A propósito de El proceso de Franz Kafka, El 20 de septiembre de 1934 Gershom Scholem envía una carta a Walter Benjamin explicándole qué es lo que él entendía por una “nada de la revelación”: “Me refiero a un estado en el que ésta aparece vacía de significado, en el que, si bien se afirma y es válida, sin embargo, no significa.” Cercana a la tesis desarrollada por Jaques Lacan años más tarde en torno a la existencia del “significante vacío”, la tesis de Scholem porta consigo una caracterización posible para la experiencia “constitucional” que vivimos (por ahora, no toco la respuesta de Benjamin al propio Scholem).
Si la de 1980 fue la de una Constitución destituida por la revuelta de Octubre de 2019 a la que se plegó performáticamente por la totalidad de la clase política durante todo el período constituyente (el de la Convención 1 y 2) al ser obligados a plantear un parcial proceso constituyente, pero proceso al fin, entonces, la pregunta es ¿qué queda del pacto oligárquico de 1980? Justamente, más allá de las explicaciones que se han esgrimido en torno a porqué se rechazaron las dos propuestas constitucionales, lo decisivo es que el pacto oligárquico de 1980 ha quedado, al mismo tiempo, destituido y vigente. “Destituido” porque la revuelta le arrebató su legitimidad y, sin embargo, “vigente” porque sigue estructurando al orden jurídico-político.
Frente a esta paradojal situación la caracterización que Scholem hace de El Proceso de Kafka resulta muy atingente: el pacto constitucional de 1980 ha quedado vigente, pero sin significado. Flota como un significante vacío, si se quiere, en el que la clase política y el orden oligárquico que representa no logra sostenerse sino a punta de policía (administración). Por eso, hoy es el tiempo de los burócratas y sus sociologismos, de los administradores y sus “pegas”, de los partidos y sus máquinas sin proyecto.
No hay legitimidad sino violencia. Violencia que, por supuesto, no es “externa” al propio pacto de 1980 sino constitutivo de él en la medida que éste se impuso violentamente en una dictadura. Violencia que ha quedado en la superficie de un pacto que no pacta, de una Ley que funciona solo como excepción, de una Constitución que ha dejado expuesto su reverso fáctico, su constitutiva dimensión tanática heredada del momento en que, durante la dictadura, la Junta Militar se invistió de “poder constituyente”.
Se podría pensar que la situación de una “vigencia sin significado” comportaría un derrumbe. Sin duda. Pero es, a la vez, el momento de fortalecimiento de los poderes que, a su vez, se hallan faltos de legitimidad. Ese momentum es el discurso fascista que hoy, se nos aparece, sólo bajo un pacto performático de la clase política por la “seguridad”. El dispositivo por la “seguridad” compensa la falta de legitimidad del propio pacto constitucional de 1980.

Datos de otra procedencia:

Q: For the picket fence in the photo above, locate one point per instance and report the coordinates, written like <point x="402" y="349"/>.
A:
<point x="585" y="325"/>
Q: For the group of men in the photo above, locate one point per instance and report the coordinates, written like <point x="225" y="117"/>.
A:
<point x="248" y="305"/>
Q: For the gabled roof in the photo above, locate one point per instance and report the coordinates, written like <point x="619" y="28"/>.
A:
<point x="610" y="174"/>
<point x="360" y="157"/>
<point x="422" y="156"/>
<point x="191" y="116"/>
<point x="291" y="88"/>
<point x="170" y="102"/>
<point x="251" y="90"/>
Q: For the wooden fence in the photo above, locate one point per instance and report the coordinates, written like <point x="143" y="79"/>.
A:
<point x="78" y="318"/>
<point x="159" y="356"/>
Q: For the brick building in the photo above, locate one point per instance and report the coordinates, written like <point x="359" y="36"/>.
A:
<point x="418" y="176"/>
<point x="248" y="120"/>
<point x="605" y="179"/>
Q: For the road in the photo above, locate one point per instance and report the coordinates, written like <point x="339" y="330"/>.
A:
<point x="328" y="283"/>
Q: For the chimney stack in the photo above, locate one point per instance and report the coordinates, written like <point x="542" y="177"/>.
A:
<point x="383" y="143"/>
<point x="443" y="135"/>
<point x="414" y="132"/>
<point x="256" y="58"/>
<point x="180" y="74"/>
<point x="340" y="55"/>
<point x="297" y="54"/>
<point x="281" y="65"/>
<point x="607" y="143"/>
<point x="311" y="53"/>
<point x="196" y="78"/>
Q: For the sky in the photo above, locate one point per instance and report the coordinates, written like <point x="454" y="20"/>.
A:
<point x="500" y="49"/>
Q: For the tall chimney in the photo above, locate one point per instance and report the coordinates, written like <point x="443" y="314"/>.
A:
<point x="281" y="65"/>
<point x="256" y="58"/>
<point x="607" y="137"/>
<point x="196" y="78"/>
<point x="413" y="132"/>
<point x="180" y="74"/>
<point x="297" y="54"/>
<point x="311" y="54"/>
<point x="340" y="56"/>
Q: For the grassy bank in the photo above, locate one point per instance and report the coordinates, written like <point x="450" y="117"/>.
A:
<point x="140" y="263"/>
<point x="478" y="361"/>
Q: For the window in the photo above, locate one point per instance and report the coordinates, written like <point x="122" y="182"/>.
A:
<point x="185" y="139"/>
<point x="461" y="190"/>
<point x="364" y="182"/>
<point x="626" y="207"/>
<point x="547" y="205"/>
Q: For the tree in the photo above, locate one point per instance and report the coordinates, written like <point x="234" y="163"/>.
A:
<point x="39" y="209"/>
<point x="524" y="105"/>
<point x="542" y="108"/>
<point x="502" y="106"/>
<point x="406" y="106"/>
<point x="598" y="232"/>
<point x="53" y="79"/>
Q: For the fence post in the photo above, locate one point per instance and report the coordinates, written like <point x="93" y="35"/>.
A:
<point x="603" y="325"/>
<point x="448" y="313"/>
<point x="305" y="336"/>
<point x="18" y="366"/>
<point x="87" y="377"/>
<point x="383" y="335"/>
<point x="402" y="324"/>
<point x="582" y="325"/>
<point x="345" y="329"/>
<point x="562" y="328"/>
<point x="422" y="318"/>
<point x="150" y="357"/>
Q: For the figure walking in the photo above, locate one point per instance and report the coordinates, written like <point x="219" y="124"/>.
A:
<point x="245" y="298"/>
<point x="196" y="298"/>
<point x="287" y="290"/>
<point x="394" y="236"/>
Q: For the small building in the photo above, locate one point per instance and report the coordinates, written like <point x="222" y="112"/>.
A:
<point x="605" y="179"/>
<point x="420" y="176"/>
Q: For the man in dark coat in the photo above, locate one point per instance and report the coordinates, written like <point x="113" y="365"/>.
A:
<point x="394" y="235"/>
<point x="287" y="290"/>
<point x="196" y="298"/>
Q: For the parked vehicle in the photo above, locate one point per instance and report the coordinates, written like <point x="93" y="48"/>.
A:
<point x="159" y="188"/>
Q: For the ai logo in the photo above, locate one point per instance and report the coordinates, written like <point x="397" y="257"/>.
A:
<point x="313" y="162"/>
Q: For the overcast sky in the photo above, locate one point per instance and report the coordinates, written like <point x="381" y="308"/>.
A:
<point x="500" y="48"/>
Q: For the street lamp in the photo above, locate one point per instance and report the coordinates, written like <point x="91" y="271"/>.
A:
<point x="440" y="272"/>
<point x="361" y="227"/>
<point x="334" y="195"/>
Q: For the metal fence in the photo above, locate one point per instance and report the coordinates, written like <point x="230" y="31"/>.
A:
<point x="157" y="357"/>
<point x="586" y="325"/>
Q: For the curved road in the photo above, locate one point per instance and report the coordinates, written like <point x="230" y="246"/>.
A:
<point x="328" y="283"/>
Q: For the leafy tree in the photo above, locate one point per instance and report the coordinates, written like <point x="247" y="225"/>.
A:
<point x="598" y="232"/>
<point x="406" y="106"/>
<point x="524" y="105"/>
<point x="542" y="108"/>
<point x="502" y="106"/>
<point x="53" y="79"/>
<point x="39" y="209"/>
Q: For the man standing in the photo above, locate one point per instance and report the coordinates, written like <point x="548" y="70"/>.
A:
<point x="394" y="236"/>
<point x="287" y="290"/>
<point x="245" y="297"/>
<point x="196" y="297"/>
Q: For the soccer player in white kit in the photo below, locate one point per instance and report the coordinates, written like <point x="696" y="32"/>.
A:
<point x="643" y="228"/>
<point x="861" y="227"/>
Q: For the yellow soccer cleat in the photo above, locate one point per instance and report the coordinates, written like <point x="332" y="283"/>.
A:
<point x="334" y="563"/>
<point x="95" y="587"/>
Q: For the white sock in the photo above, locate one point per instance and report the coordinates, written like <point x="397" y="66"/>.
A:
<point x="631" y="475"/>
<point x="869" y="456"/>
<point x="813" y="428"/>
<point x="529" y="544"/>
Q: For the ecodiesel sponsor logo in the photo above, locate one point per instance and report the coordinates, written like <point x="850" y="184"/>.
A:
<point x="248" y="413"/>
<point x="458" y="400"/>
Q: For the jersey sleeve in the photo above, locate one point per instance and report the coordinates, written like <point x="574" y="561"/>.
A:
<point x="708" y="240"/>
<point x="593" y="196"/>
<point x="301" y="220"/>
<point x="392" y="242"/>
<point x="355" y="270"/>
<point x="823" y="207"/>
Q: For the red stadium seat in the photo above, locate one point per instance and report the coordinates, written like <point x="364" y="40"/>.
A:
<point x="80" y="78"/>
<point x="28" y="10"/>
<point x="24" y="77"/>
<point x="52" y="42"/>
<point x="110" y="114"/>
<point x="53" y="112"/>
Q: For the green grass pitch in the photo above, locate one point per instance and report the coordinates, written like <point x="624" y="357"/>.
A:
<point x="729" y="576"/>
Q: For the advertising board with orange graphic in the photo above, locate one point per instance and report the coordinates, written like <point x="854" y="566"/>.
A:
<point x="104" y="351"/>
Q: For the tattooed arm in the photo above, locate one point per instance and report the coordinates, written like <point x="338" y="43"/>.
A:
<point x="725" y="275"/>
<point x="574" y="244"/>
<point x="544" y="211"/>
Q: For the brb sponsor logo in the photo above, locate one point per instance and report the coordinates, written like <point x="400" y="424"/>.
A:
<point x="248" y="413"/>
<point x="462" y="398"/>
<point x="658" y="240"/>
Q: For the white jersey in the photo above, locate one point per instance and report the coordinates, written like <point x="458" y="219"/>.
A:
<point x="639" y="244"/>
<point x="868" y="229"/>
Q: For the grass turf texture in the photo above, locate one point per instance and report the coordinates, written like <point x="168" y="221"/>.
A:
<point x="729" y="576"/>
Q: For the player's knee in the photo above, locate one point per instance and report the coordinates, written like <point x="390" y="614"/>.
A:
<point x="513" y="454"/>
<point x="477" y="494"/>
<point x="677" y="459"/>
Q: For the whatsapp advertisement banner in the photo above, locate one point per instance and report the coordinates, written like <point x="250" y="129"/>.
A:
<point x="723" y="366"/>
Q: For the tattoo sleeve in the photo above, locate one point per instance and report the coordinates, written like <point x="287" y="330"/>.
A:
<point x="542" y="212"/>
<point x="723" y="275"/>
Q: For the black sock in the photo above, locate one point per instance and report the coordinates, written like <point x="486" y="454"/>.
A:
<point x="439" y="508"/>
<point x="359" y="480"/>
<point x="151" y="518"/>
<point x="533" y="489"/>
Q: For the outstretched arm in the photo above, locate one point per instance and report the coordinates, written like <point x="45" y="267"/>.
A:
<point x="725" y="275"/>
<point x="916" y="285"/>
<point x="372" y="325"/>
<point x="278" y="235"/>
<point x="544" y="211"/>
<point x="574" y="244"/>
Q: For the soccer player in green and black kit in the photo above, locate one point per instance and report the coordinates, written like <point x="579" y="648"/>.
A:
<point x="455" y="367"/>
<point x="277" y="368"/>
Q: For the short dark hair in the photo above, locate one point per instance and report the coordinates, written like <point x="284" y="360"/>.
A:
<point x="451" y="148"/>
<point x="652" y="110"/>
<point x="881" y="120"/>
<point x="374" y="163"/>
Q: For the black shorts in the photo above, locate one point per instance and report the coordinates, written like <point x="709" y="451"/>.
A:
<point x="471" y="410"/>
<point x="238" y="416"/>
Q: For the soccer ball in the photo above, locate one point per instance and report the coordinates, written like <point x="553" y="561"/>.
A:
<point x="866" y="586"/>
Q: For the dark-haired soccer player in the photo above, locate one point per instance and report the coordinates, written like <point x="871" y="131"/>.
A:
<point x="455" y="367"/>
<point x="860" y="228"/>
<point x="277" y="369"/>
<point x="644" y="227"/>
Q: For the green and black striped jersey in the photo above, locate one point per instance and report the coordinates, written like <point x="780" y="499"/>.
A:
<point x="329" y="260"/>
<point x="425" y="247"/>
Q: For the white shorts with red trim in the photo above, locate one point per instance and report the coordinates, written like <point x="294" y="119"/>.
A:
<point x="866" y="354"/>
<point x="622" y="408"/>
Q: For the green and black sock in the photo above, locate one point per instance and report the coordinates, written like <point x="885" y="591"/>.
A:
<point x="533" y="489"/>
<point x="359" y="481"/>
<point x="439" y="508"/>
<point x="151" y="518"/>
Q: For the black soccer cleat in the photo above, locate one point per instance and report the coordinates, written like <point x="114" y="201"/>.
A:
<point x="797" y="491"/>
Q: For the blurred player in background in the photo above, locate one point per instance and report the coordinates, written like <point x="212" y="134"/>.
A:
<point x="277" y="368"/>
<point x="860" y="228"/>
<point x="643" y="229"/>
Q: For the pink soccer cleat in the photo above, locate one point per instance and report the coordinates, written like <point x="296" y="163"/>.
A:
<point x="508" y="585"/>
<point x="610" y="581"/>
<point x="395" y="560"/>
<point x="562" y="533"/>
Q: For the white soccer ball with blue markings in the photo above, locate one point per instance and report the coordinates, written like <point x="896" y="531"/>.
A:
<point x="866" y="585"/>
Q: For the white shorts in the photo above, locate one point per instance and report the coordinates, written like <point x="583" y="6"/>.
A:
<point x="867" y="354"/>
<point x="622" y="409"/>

En realidad, la “seguridad” (el fascismo) fue el único pacto que se impuso después de las dos fallidas convenciones, porque fue el único pacto capaz de profundizar las prerrogativas de la clase dominante después de que éstas se vieran amenazadas por la revuelta de 2019 y la primera Convención de 2021. La clase política pretendió “cerrar” el problema después del rechazo a las dos propuestas constitucionales. Pero al hacerlo, y a pesar que intentó llenar el vacío con el dispositivo de seguridad, el problema constituyente igualmente le carcome los pies. Pues no se cierra un proceso de esta envergadura simplemente porque la clase política así lo dictamina.
Pero este reino que, a través del dispositivo de seguridad, promete acabar con la violencia, en realidad, la reproduce y activa cada vez. Pues ¿qué puede ser un pacto que sigue vigente, pero sin significado sino la arbitrariedad de la violencia, el momento en que el Otro se revela un simple tirano que ejerce su arbitrio en cada nivel de la institucionalidad? Nada más que soberanía, nada más que excepcionalidad de la Ley que emerge de un pacto oligárquico agotado. En estos términos, quizás al igual que Joseph K, nos hallemos en medio de un proceso.